On the other hand, government spending inched up by 0.88% to P455.7 billion in May, from P451.7 billion in the previous year.

“Government spending for May 2023 marginally increased as the lower National Tax Allotment (NTA) shares of local government units and net lending assistance to government corporations weighed down the growth of disbursement,” the BTr said.

Primary expenditures, or spending net of interest payments, slipped by 0.85% to P414.3 billion due to lower NTA releases.

Interest payments rose 22.21% to P41.3 billion.

FIVE-MONTH DEFICITFor the first five months of 2023, the fiscal deficit narrowed by 28.86% to P326.3 billion from P458.7 billion in the same period a year ago.

Total revenues during the January-to-May period grew by 10.83% to P1.59 trillion from the P1.44 trillion a year ago.

“This growth was attributed to improvements in both tax and nontax collections, which grew by 9.71% and 20.56% year on year, respectively,” the BTr said.

Tax collection increased by 9.71% to P1.41 trillion, as BIR collections rose by 9.95% to P1.05 trillion while Customs collections jumped by 12.1% to P359.3 billion.

Nontax revenues increased by 20.56% to P178 billion, as revenues from other offices went up 48.95% to P95.8 billion. However, BTr revenues slipped by 1.34% to P82.2 billion due to lower dividend remittances.

On the other hand, expenditures at the end of May inched up by 1.22% to P1.92 trillion from P1.9 trillion a year ago.

Interest payments went up by 4.13% to P229.6 billion while primary expenditures increased by 0.84% to P1.69 trillion.

Nicholas Antonio T. Mapa, a senior economist at ING Bank N.V. Manila, said the improvement in revenue collection can be attributed to the uptick in economic activity.

“The narrower budget deficit was due to the combination of improvements in revenue collection and a marginal increase in government expenditure. Revenues are growing more than programmed, possibly both due to better tax administration and resilient economic activities,” China Banking Corp. Chief Economist Domini S. Velasquez said in a Viber message.

Meanwhile, sluggish state spending was likely due to the slow rollout of government projects, analysts said.

Mr. Mapa noted that expenditures were muted “perhaps to help cap the deficit as they chase fiscal consolidation.”

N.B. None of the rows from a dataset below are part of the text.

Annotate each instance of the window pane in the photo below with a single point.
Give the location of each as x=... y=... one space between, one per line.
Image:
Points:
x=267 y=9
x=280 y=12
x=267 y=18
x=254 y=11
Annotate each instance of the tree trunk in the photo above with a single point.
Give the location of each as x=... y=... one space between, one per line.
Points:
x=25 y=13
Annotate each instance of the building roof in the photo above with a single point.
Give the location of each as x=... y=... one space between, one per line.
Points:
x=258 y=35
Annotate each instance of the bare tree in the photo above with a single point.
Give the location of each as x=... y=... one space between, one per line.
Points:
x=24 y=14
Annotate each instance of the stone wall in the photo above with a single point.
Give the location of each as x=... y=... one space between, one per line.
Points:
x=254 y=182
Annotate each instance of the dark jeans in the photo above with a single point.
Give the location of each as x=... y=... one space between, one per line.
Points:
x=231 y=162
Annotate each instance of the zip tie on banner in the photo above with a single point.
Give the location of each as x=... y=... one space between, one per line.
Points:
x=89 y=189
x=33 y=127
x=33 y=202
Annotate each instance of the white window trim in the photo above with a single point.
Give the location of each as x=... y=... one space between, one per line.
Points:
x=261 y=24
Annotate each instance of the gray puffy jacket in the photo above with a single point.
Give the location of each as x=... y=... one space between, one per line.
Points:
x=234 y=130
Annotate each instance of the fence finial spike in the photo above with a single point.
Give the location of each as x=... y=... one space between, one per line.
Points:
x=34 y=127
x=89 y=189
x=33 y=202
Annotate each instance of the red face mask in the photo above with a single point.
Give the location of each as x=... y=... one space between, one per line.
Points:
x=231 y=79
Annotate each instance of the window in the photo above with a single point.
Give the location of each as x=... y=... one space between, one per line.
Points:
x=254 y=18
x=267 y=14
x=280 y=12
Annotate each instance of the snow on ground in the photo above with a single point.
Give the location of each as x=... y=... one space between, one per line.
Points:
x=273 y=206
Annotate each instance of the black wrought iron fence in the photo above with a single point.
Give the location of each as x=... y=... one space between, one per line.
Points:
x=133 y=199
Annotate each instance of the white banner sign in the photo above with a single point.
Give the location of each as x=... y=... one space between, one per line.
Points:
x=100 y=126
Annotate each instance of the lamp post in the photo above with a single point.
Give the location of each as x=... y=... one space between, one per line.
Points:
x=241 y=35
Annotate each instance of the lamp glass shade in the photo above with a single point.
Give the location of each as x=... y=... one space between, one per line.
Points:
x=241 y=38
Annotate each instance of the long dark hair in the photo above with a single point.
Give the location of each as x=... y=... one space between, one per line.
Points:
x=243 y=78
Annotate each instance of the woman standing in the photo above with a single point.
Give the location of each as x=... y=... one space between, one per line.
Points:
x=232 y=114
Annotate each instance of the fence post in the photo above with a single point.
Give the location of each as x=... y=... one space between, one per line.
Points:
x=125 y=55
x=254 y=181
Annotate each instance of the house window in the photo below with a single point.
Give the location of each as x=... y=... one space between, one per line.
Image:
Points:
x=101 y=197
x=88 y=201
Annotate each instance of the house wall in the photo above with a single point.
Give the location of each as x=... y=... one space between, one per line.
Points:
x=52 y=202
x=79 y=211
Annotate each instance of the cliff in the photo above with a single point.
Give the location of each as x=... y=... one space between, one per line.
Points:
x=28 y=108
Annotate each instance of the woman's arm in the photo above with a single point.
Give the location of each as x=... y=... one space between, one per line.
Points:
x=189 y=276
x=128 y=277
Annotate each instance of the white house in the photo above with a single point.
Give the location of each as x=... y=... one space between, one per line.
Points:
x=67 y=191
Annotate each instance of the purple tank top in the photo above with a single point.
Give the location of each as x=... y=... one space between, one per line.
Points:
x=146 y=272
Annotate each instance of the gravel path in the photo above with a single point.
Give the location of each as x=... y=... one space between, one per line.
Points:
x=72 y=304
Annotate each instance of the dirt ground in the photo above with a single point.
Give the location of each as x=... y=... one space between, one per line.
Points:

“Although a smaller budget deficit is positive for the government’s fiscal standing, it is negative for economic growth especially if there are delays in infrastructure projects. Absorption capacity among line agencies needs to be improved to push the country’s economic growth to a higher path,” Ms. Velasquez said.

Last week, Finance Secretary Benjamin E. Diokno expressed concern over the underspending of government agencies.

Data from the Department of Budget and Management showed that government agencies’ budget utilization rate was at 91% at end-May, slower than the 93% pace a year earlier.

The government set its deficit ceiling at P1.499 trillion this year, equivalent to 6.1% of gross domestic product.